DICK'S Sporting Goods, Inc. (DKS - Free Report) is progressing well with its initiatives, including exclusive merchandising strategy and solid omni-channel endeavors. Also, the company boasts an impressive surprise history, which, coupled with growth strategies, have been driving the stock’s performance.
Shares of the company have surged 40.8% in a year, significantly outperforming the industry’s 17.2% rally. Moreover, the company’s VGM Score of A and a long-term earnings growth rate of 7% further raise optimism on the stock. Let’s take a look at this Zacks Rank #3 (Hold) company’s strategies and weaknesses in detail.
DICK’S Sporting’s unique strategy of offering exclusive branded merchandise, sourced from leading manufacturers, provides it with a competitive advantage. Further, the company leverages strong vendor relationships to source overstock and closeout merchandise at substantial discounts to achieve the dual objectives of boosting gross margin and offering compelling value to customers.
Apart from improving customer satisfaction and inventory turnover, these investments boost merchandise margin rates. Notably, the merchandise margin improved 141 basis points (bps) in second-quarter fiscal 2018, mainly backed by lower promotions and improved product mix. Solid merchandise margins also drove gross margin, which grew 80 bps in the reported quarter.
Meanwhile, the company has been gaining from the continued focus on developing every possible avenue to generate greater sales. It remains on track to build the best omni-channel experience for athletes by strengthening its store network and expanding e-commerce presence. Notably, e-commerce penetration improved to about 11% of net sales in the fiscal second quarter, up from 9% in the prior-year quarter. Moreover, e-commerce sales grew 12% in the quarter.
As part of its long-term plan, the company is expected to make significant investments in e-commerce, technology, store payroll, Team Sports HQ and private brands. These endeavors are likely to enrich customers’ experience and augment the top line.
Further, the company’s store-expansion efforts to boost revenues are appeasing. Management introduced five namesake stores in the second quarter and plans to open 19 and relocate four flagship stores in fiscal 2018. DICK’S Sporting’s shareholder-friendly moves also remain noteworthy.
Apart from boasting a healthy balance sheet, the company regularly enhances shareholder value via dividends and share buybacks. In the last 12 months’ time, the company returned more than $381 million to shareholders through quarterly dividends and share repurchases.
Impressive Q2 & Surprise Trend
Positive earnings surprise trend continued in second-quarter fiscal 2018, marking fourth straight beat. Though sales lagged estimates in the quarter, the company delivered top-line beat in three of the last five quarters. Both top and bottom lines improved year over year.

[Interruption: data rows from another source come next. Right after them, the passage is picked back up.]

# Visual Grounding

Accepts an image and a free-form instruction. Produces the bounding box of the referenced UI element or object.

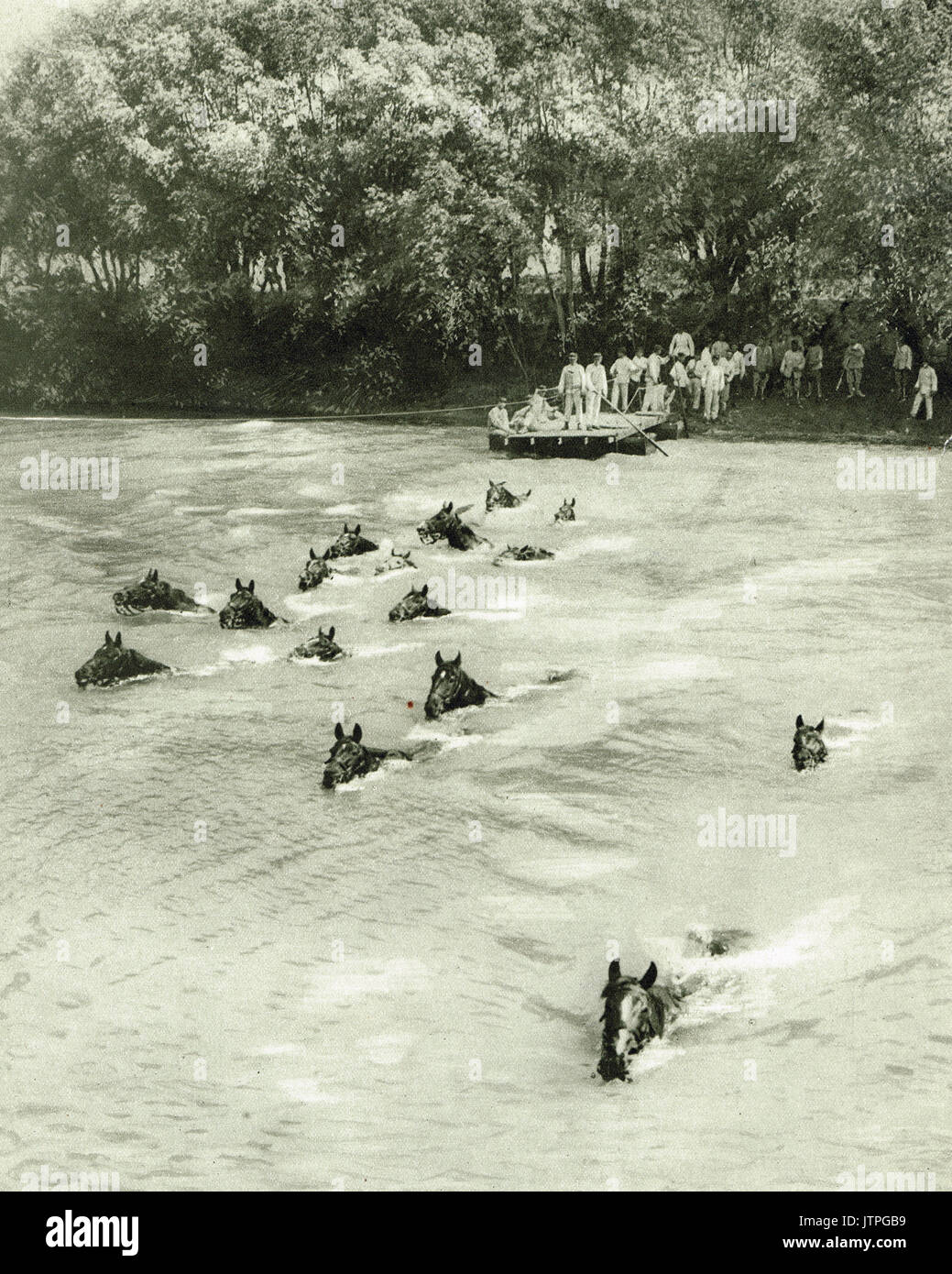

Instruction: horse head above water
[597,960,673,1081]
[423,651,496,721]
[218,579,278,628]
[303,549,334,592]
[417,500,489,553]
[323,522,378,558]
[792,716,826,770]
[486,478,532,513]
[74,633,172,688]
[323,721,410,788]
[112,569,214,615]
[388,584,450,624]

Bottom-line results gained from the solid execution of its merchandising strategies, higher sales and margin expansions. Robust growth in private brands and athletic apparel, excluding Under Armour, coupled with solid e-commerce operations also fueled the performance.
Management raised its earnings per share guidance for the fiscal year. Earnings per share are now envisioned to be $3.02-$3.20, up from the earlier guidance of $2.92-$3.12 and $3.01 earned in fiscal 2017.
Additionally, the Zacks Consensus Estimate of $3.13 for fiscal 2018 and $3.30 for fiscal 2019 moved north 1.3% and 2.2%, respectively, in the past seven days.
Despite solid growth strategies and performance, DICK’S Sporting is witnessing persistent softness in its hunt and electronics categories for a while now. In fact, this is hurting the company’s comparable store sales (comps) and top-line growth.
Changes to firearm policies, along with a challenged industry, have been hurting sales in the hunting business. Evidently, these businesses contributed roughly 50% of comps decline in the fiscal second quarter.
However, management plans to exit the electronics business while downplaying the hunt business and focusing on more profitable areas. The company expects the hunting and firearm, as well as electronics businesses, to experience headwinds throughout fiscal 2018, which will continue to hurt comps.
Though weakness in hunt and electronics categories are likely to continue for a short span of time, we believe DICK’S Sporting’s above-mentioned strategies will continue driving the stock’s momentum.
Meanwhile, you might focus on some better-ranked stocks in the broader retail space, as discussed below:
Urban Outfitters, Inc. (URBN - Free Report) has outpaced the earnings estimates in each of the trailing four quarters by an average of 17.7%. Also, the company presently sports a Zacks Rank #1 (Strong Buy). You can see the complete list of today’s Zacks #1 Rank stocks here.
Five Below, Inc. (FIVE - Free Report) has an impressive long-term earnings growth rate of 28% and a Zacks Rank of 2 (Buy).
Tractor Supply Co. (TSCO - Free Report) , also a Zacks Rank #2 stock, has delivered an average positive earnings surprise of 3.4% in the trailing four quarters. It has a long-term earnings growth rate of 12.8%.